098: Great Forgers and Famous Fakes by Charles Hamilton

by Gerard

DDC_098

098.3: Hamilton, Charles. Great Forgers and Famous Fakes: The Manuscript Forgers of American and How They Duped the Experts. New York: Random House, 1988. 268 pp ISBN 0-5175-4076-2.

Dewey Breakdown:

  • 000: Computer Science, Knowledge, and General Works
  • 090: Manuscripts, rare books, or other rare printed materials
  • 098: Prohibited works, forgeries, and hoaxes
  • 098.3: Forgeries and hoaxes

There are innumerable people in this world who are just looking to make a quick buck, no matter the ethics or consequences. In the literary world, there are those who try to sell stolen rarities that they’ve pilfered from museums and private collections. Others still, simply create them from thin air. Thousands of autographs and letters are “found” every year and released onto the market. For every ne’er-do-well, however, there is somebody trying to call them out for it. For a while, the one of the world’s best authenticators was Charles Hamilton. He recounts some of his more interesting cases in Great Forgers and Famous Fakes.
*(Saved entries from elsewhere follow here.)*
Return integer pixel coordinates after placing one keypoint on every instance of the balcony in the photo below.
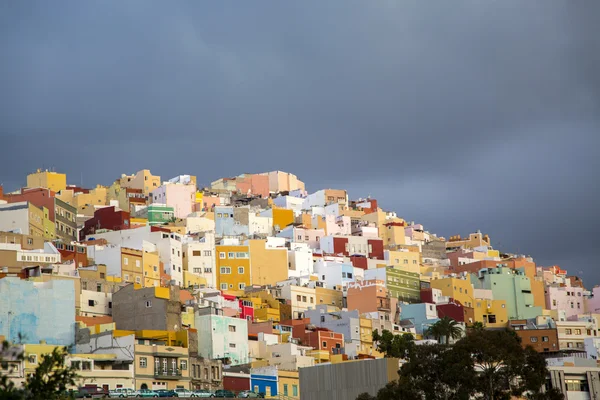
(167, 373)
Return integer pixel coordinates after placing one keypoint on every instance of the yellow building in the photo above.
(282, 217)
(161, 360)
(289, 384)
(190, 279)
(131, 265)
(143, 180)
(151, 268)
(267, 265)
(47, 179)
(49, 227)
(233, 267)
(492, 313)
(406, 260)
(462, 291)
(329, 297)
(266, 307)
(85, 202)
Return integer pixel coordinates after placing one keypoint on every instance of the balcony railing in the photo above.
(167, 373)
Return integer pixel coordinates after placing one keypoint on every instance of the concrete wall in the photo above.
(346, 380)
(39, 311)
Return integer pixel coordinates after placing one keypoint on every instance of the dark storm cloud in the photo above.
(462, 115)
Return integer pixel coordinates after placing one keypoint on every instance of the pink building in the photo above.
(253, 184)
(179, 196)
(565, 298)
(592, 303)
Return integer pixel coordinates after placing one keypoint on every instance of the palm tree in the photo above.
(445, 328)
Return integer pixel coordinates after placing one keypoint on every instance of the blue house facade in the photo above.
(35, 311)
(264, 380)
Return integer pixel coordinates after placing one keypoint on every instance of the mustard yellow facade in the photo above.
(233, 267)
(282, 217)
(151, 269)
(267, 266)
(131, 266)
(289, 384)
(47, 179)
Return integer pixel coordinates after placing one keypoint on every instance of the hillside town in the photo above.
(252, 283)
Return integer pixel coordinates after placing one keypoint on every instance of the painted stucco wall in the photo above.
(215, 338)
(39, 311)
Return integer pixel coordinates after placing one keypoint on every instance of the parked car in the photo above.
(228, 394)
(202, 393)
(166, 393)
(122, 393)
(91, 392)
(146, 393)
(184, 393)
(246, 394)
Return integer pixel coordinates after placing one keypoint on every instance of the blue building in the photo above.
(264, 380)
(38, 311)
(225, 224)
(422, 315)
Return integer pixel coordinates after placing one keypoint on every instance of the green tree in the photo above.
(445, 328)
(393, 345)
(49, 381)
(504, 367)
(488, 364)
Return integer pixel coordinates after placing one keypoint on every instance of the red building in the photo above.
(105, 218)
(341, 245)
(324, 339)
(246, 307)
(72, 252)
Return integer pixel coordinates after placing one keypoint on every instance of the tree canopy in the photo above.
(50, 380)
(486, 364)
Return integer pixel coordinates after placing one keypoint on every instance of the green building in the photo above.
(510, 285)
(159, 214)
(402, 285)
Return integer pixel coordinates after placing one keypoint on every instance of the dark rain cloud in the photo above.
(462, 115)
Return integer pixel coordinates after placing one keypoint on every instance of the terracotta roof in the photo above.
(91, 321)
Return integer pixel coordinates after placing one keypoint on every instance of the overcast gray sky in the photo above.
(462, 115)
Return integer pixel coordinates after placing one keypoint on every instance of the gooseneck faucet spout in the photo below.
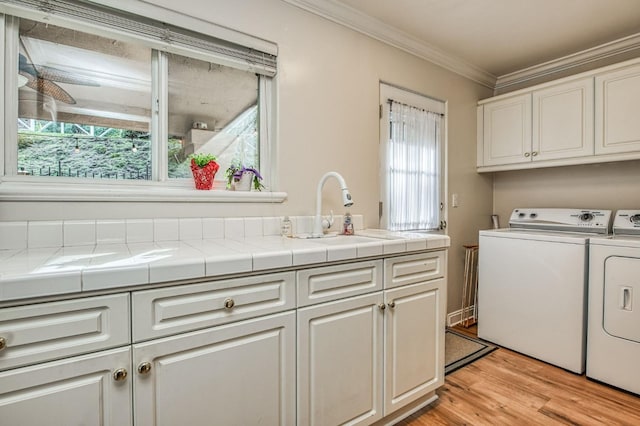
(346, 200)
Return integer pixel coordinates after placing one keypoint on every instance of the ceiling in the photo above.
(495, 37)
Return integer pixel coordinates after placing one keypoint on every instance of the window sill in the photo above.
(39, 191)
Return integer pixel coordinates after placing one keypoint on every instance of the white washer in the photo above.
(613, 342)
(532, 283)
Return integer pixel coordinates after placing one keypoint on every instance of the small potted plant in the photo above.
(204, 168)
(243, 178)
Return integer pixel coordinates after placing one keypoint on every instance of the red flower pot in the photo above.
(203, 176)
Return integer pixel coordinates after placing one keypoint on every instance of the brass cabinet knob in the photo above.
(144, 368)
(120, 374)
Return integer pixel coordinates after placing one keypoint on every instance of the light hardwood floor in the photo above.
(507, 388)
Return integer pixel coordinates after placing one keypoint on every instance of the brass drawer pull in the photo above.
(120, 374)
(144, 368)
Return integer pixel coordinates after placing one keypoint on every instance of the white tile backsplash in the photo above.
(234, 228)
(253, 227)
(190, 229)
(13, 235)
(271, 225)
(166, 230)
(45, 234)
(111, 232)
(42, 234)
(79, 232)
(212, 228)
(139, 230)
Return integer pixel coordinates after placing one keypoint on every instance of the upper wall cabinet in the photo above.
(506, 130)
(563, 121)
(547, 124)
(617, 120)
(587, 118)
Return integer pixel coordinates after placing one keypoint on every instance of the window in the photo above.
(94, 93)
(412, 153)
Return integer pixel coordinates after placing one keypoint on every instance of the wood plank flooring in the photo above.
(507, 388)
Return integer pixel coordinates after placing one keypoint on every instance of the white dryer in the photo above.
(532, 283)
(613, 336)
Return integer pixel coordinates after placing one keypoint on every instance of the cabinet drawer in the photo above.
(162, 312)
(335, 282)
(414, 269)
(47, 331)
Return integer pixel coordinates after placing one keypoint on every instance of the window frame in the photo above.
(161, 188)
(387, 92)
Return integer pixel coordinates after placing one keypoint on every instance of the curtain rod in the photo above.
(421, 109)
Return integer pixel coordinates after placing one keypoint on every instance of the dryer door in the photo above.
(622, 297)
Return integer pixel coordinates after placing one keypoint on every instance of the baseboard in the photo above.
(455, 317)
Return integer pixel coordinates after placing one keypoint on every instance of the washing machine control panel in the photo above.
(626, 222)
(571, 220)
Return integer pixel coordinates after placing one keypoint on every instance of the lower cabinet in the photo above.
(91, 389)
(239, 374)
(357, 347)
(363, 358)
(414, 342)
(340, 359)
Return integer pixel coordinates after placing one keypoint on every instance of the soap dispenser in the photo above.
(347, 225)
(286, 227)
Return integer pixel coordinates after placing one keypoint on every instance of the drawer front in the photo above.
(48, 331)
(172, 310)
(336, 282)
(414, 269)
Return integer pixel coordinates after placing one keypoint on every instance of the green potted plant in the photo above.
(204, 168)
(243, 178)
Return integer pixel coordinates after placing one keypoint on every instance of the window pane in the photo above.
(84, 105)
(413, 173)
(212, 109)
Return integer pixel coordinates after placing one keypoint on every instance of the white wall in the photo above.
(328, 91)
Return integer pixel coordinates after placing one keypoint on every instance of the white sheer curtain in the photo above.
(413, 176)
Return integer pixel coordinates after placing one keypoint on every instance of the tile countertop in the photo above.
(40, 272)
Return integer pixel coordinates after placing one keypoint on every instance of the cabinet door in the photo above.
(236, 374)
(617, 111)
(75, 391)
(507, 131)
(414, 342)
(340, 362)
(563, 121)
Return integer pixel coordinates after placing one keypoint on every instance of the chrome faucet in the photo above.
(318, 222)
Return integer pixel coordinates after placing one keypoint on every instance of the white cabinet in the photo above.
(340, 355)
(617, 121)
(90, 389)
(48, 331)
(414, 342)
(237, 374)
(363, 358)
(563, 121)
(551, 123)
(506, 130)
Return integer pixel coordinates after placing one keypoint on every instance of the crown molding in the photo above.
(365, 24)
(344, 15)
(602, 52)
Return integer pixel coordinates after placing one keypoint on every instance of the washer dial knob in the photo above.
(586, 217)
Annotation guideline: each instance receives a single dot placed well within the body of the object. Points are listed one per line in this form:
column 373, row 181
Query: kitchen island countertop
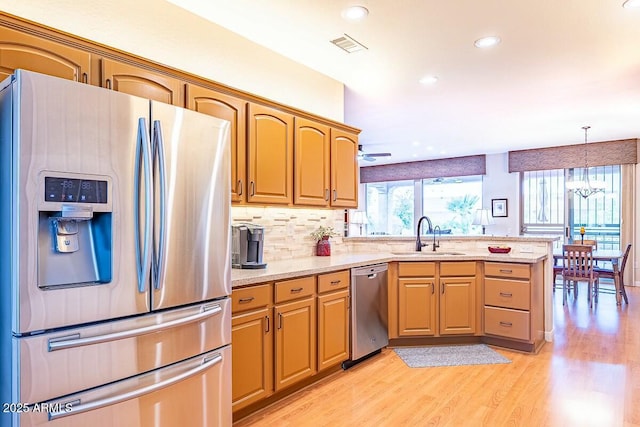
column 296, row 267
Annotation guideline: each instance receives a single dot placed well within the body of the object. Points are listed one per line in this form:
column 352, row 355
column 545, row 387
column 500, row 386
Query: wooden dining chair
column 578, row 267
column 557, row 269
column 609, row 274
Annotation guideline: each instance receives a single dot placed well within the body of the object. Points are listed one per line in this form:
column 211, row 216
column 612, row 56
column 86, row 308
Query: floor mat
column 454, row 355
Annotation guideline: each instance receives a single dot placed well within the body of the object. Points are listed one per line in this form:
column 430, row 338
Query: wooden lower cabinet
column 513, row 304
column 252, row 345
column 295, row 350
column 418, row 306
column 458, row 306
column 333, row 319
column 437, row 299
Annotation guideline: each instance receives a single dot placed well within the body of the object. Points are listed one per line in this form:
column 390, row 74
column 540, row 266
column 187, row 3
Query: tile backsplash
column 287, row 230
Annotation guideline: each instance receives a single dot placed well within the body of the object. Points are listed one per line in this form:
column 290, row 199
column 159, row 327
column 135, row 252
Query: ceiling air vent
column 348, row 44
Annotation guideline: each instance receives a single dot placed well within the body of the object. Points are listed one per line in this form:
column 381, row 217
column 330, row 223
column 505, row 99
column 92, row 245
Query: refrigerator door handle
column 70, row 341
column 143, row 168
column 158, row 158
column 207, row 362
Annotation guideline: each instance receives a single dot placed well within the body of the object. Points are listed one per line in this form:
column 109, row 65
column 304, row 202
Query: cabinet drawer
column 507, row 323
column 294, row 289
column 505, row 269
column 333, row 281
column 507, row 293
column 249, row 298
column 467, row 268
column 416, row 269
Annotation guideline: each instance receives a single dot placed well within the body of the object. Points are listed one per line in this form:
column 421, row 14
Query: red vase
column 323, row 247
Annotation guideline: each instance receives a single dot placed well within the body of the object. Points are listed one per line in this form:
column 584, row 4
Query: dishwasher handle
column 370, row 271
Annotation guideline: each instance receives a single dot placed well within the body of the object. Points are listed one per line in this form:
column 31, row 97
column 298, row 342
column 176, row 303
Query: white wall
column 498, row 183
column 166, row 34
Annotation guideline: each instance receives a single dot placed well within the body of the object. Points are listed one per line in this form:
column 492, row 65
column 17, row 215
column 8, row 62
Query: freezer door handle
column 143, row 169
column 158, row 159
column 71, row 341
column 207, row 362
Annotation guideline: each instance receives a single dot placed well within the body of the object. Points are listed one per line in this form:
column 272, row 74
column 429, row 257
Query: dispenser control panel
column 74, row 190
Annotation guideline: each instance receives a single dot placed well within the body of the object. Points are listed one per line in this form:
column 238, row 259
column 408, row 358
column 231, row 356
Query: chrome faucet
column 436, row 245
column 419, row 243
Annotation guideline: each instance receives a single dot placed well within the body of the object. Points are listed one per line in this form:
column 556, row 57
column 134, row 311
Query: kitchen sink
column 427, row 253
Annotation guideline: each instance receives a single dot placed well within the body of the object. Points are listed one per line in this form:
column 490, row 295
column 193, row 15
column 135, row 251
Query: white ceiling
column 562, row 64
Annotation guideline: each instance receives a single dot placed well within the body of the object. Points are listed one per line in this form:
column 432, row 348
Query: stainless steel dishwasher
column 369, row 332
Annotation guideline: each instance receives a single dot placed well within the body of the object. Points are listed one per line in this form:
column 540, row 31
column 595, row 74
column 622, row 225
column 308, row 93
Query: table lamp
column 359, row 218
column 483, row 218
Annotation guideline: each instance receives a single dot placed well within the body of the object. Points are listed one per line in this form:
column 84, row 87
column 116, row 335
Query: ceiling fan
column 370, row 157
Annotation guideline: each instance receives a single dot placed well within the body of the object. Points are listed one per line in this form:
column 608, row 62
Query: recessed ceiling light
column 355, row 13
column 486, row 42
column 428, row 80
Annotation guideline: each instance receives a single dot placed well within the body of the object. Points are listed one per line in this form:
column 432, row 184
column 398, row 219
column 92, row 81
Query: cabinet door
column 137, row 81
column 457, row 305
column 19, row 50
column 311, row 148
column 270, row 156
column 333, row 329
column 295, row 342
column 252, row 357
column 226, row 107
column 417, row 306
column 344, row 169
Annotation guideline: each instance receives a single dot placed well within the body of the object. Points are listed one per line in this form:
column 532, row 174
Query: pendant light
column 585, row 187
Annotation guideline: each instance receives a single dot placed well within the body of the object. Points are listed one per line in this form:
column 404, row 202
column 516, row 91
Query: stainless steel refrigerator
column 114, row 259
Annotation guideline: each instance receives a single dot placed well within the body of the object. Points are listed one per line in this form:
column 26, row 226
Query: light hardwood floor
column 589, row 376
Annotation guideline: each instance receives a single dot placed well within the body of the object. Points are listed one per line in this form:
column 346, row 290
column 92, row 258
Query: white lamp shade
column 483, row 217
column 359, row 217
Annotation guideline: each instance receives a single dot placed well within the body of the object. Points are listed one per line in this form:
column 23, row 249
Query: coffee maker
column 247, row 246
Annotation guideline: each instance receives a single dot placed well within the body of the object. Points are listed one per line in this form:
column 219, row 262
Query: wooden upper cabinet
column 133, row 80
column 344, row 169
column 229, row 108
column 20, row 50
column 269, row 156
column 312, row 161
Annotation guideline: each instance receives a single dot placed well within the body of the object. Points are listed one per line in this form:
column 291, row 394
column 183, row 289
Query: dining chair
column 578, row 267
column 609, row 274
column 557, row 269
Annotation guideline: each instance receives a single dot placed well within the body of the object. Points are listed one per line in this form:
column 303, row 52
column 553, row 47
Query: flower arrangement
column 322, row 232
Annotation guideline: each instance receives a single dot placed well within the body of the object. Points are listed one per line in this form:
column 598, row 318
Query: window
column 547, row 208
column 390, row 207
column 394, row 207
column 452, row 202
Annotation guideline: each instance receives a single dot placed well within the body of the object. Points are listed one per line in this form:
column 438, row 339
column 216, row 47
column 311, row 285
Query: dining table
column 611, row 255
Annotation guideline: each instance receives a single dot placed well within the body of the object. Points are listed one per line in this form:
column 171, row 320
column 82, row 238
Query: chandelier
column 586, row 187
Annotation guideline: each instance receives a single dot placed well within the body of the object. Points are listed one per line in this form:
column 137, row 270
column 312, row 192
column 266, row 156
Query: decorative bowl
column 499, row 249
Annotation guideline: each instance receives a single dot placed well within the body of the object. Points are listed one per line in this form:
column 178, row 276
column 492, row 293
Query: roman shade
column 619, row 152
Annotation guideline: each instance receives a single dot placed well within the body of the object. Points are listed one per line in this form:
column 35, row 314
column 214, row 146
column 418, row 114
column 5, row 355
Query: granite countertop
column 304, row 266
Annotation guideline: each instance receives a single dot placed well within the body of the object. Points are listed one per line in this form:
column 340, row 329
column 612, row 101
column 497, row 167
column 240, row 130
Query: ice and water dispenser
column 74, row 231
column 247, row 246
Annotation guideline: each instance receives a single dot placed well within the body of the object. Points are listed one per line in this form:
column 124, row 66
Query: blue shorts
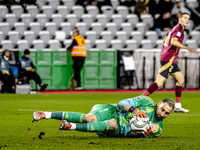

Hamilton’s whirlwind tour of almost every known famous forger in history is thoroughly entertaining (if you’re into that sort of thing). At times, he seems a bit pompous and conceited, but I guess that comes with dealing with all forms of deceit and fakery (even jailing a few of them). The book has an incredible number of illustrative examples and comparisons between authentic and forged writing samples and signatures. He takes the reader through accounts of faked Frost poems, presidential autographs, and other tales of chicanery. He’s not perfect, though: one forger did manage to slip one past him. All in all, this book makes for a nice, light weekend read.